今年は10年という節目にあたり、メディアの震災報道、力の入れようが半端ない。NHKが最もすごい。映像アーカイブ、取材力、すごい。

新聞はどうか。被災者のストーリーを丁寧に切り取る、社会面ネタはやはり興味深い。いろんな人がいて、いろんな人生がある。

政府の仕事ぶりに対するチェックも徹底。お金を使いすぎたわりには人口が戻っていない。原発事故処理検証、自治体財政への心配もよく見かけた。

原発事故のイラスト解説、被災地の被害マップ、写真で見るいまの被災地。どれもビジュアルでわかりやすく検証。新聞の良さ。とっておきたい。

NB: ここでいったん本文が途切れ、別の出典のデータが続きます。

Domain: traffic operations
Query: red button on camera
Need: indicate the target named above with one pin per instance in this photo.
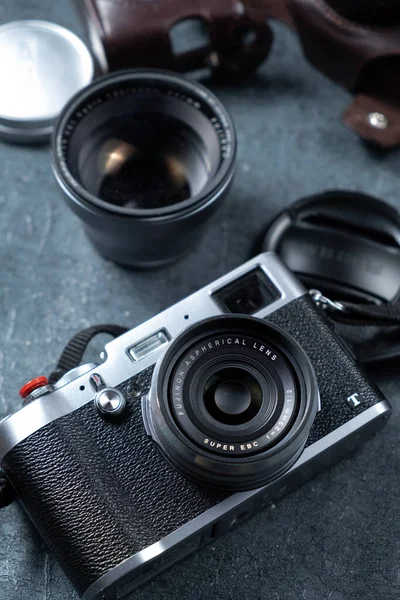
(29, 387)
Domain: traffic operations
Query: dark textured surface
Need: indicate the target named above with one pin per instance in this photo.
(338, 537)
(122, 496)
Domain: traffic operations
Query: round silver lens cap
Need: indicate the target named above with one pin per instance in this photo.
(42, 66)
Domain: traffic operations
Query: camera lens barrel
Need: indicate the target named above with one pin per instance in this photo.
(144, 158)
(232, 402)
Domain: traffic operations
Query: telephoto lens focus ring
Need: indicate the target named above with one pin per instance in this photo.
(232, 403)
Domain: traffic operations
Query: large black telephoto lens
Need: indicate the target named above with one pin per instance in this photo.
(145, 158)
(232, 403)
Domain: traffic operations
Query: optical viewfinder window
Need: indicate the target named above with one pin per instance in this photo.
(248, 294)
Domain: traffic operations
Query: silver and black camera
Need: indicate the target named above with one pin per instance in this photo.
(196, 419)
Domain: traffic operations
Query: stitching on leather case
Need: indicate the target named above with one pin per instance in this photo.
(337, 19)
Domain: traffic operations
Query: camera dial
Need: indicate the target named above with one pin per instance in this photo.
(232, 402)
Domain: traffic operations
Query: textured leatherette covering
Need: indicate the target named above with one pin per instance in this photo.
(100, 491)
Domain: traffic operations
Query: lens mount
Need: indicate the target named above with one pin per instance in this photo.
(232, 402)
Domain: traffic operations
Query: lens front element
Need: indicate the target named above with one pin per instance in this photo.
(234, 402)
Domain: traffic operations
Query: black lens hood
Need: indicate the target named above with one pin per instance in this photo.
(345, 244)
(224, 471)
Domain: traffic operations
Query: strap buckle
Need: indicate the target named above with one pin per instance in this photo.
(326, 303)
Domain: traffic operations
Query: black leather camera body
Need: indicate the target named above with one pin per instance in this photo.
(195, 420)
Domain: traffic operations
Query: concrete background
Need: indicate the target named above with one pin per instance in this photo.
(337, 538)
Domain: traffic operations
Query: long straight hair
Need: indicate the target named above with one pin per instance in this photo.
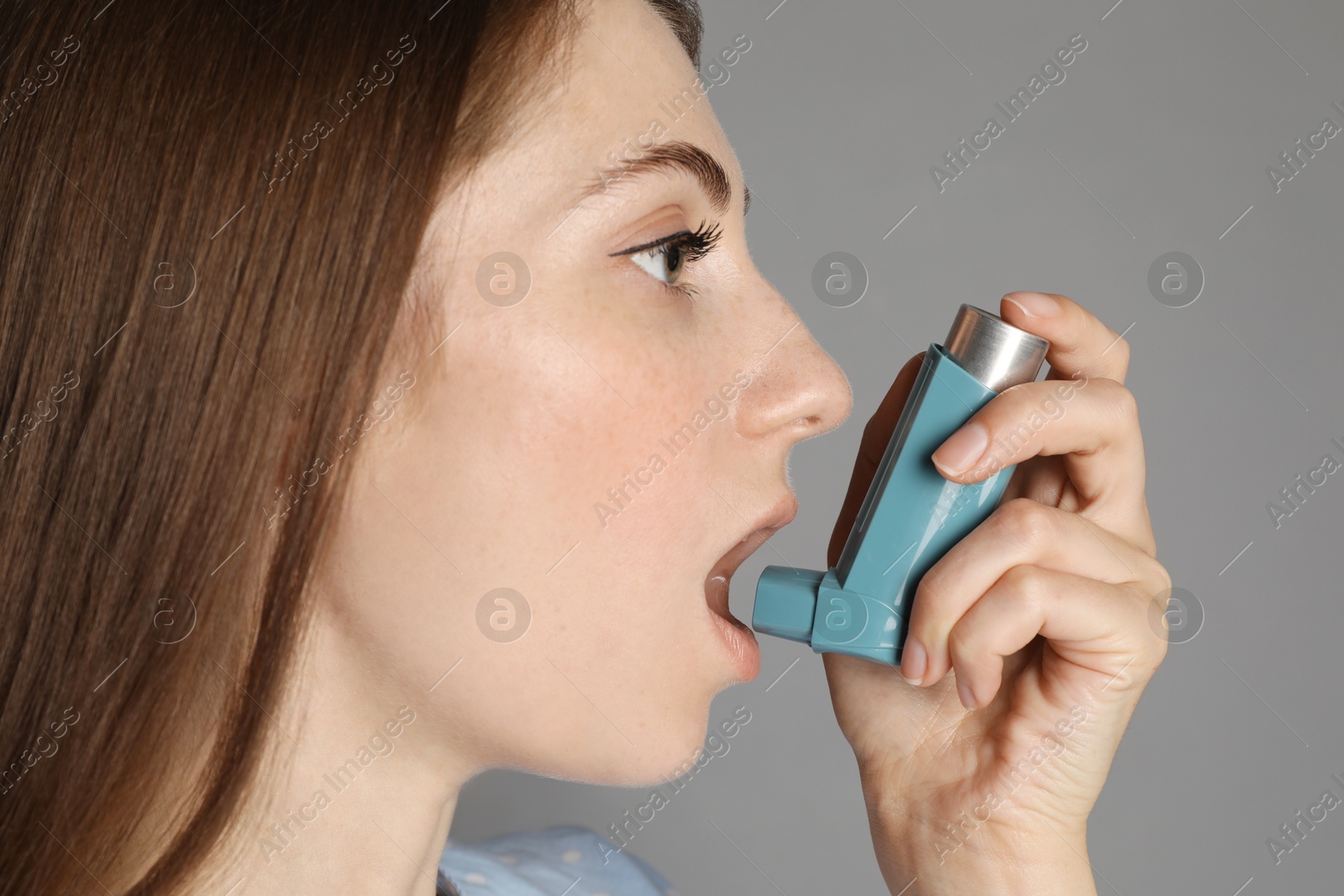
(208, 217)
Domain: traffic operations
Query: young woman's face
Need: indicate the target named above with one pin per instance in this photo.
(598, 436)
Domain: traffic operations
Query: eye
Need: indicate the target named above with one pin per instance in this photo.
(667, 258)
(663, 262)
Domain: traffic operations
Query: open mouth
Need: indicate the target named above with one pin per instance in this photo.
(721, 574)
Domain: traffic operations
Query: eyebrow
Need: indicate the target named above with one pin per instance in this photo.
(675, 156)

では11日朝刊は何が良かったか。一般紙4紙をよみくらべ。印象に残った記事を以下に。ホントは地方紙こそよみたい。どこかで探しましょう。

▼この海と 1面写真(朝)
▼石橋神戸大名誉教授に聞く(朝)
▼あの日の未来 未来の私(毎)
▼羽生結弦選手メッセージ全文(読)
▼前飯舘村村長インタビュー(読)
▼戻らぬあなたへ(読)
▼災害対処、世界の視点(日)
▼復興あの日ここから(日)
▼福島県知事インタビュー(日)

朝日の写真は毎回きれいで印象的。毎日は各面端にいろんな人々の声を掲載(マルハニチロ頑張れ)。日経は8ページ特集に厚み。

羽生くん、泣かせる。被災者みんなの息子ですな。読売は亡くなったお父さんへの家族のメッセージがとてもいい。どうしても当日は感傷的になる。